Engaging communication is the fourth and final aspect of changing the way organizations change. Every organization understands the importance of good communication, but few know how to fully engage everyone during times of change.
Common approaches to the communication challenge involve cascading change information down from the top, having the communication department broadcast information to everyone at the same time, or having the senior leaders do large-group presentations. Technology is too often seen as the great enabler. Unfortunately, emails, social media, web sites, slide presentations and broadcast voice mail fall short in actually engaging people.
What level of communication is required? Are leaders trying to simply build Awareness, or are they trying to ensure a high level of Understanding as well? Is that enough, or do they also need people to demonstrate a level of Commitment followed by the appropriate Action? Awareness can certainly be achieved by using technology-supported communication. Understanding can come from printed materials, comprehensive web sites, and interactive e-learning sessions. Rarely, however, will people change their behavior based on these mediums. Commitment and action are the result of respected leaders showing up to talk about the changes and why they are necessary.
There are three groups in any changing organization that must communicate effectively. Each of these three groups makes a specific and unique contribution. Senior executives are held accountable for the required results and they must be on the same page before they communicate with all levels of management. This group provides the necessary power and authority to ensure that everyone takes the changes seriously. Project teams have the most current details specific to each change. They must stay connected with both the senior executives and all functional areas their specific projects impact. Middle management and supervisors communicate changes within their functional areas. Supervisors have the task of engaging their direct reports. Employees want and need to get their change information from the leaders they are closest to, and that is their immediate supervisor.
Simple communication tools can work well. One-page briefing notes that outline the most current facts relating to strategy, change and transition messages are very useful. Investing in short, frequent, highly interactive dialogue sessions between senior executives, project teams and management, as well as between supervisors and employees, will engage everyone far beyond what technology can.
Who must take ownership for changing the way organizations change? Ultimately, that responsibility lies with the senior executives. They are the only group who can hold the organization accountable to fulfill its strategic promise by changing more effectively.

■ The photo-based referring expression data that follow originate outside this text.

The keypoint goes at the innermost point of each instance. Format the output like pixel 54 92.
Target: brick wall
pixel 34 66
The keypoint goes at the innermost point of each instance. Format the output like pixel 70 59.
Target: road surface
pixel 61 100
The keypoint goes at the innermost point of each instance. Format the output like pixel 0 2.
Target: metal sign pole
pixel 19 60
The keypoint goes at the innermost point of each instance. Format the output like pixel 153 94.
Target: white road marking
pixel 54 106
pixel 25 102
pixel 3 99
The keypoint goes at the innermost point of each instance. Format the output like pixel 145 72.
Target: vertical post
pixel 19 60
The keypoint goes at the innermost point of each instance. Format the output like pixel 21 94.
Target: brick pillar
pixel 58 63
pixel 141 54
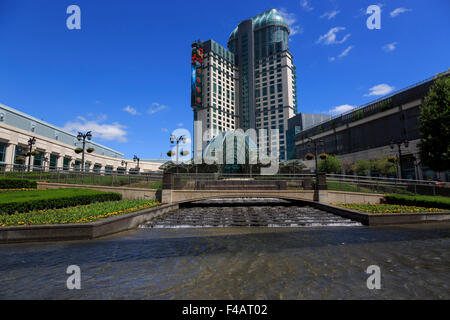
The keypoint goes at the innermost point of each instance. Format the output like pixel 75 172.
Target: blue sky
pixel 125 74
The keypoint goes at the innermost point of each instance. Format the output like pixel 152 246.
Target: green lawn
pixel 24 201
pixel 387 208
pixel 89 179
pixel 78 214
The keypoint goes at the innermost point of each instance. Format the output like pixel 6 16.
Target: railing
pixel 306 181
pixel 290 181
pixel 101 177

Certainly the project teams along with all levels of management have a role, as do all the employees. No doubt the human resources department has a key support role in providing the corresponding programs, resources, ongoing consulting and training. The internal communication professionals also play a major support role in helping to simplify complex information.
How successful is your organization at leading change? Does everyone in your organization allocate balanced time and energy across each of the four challenges?
1. Do the work.
2. Manage and help others to do the work.
3. Change the way you do the work.
4. Change the way you change.
If not, there has never been a better time to develop an integrated approach.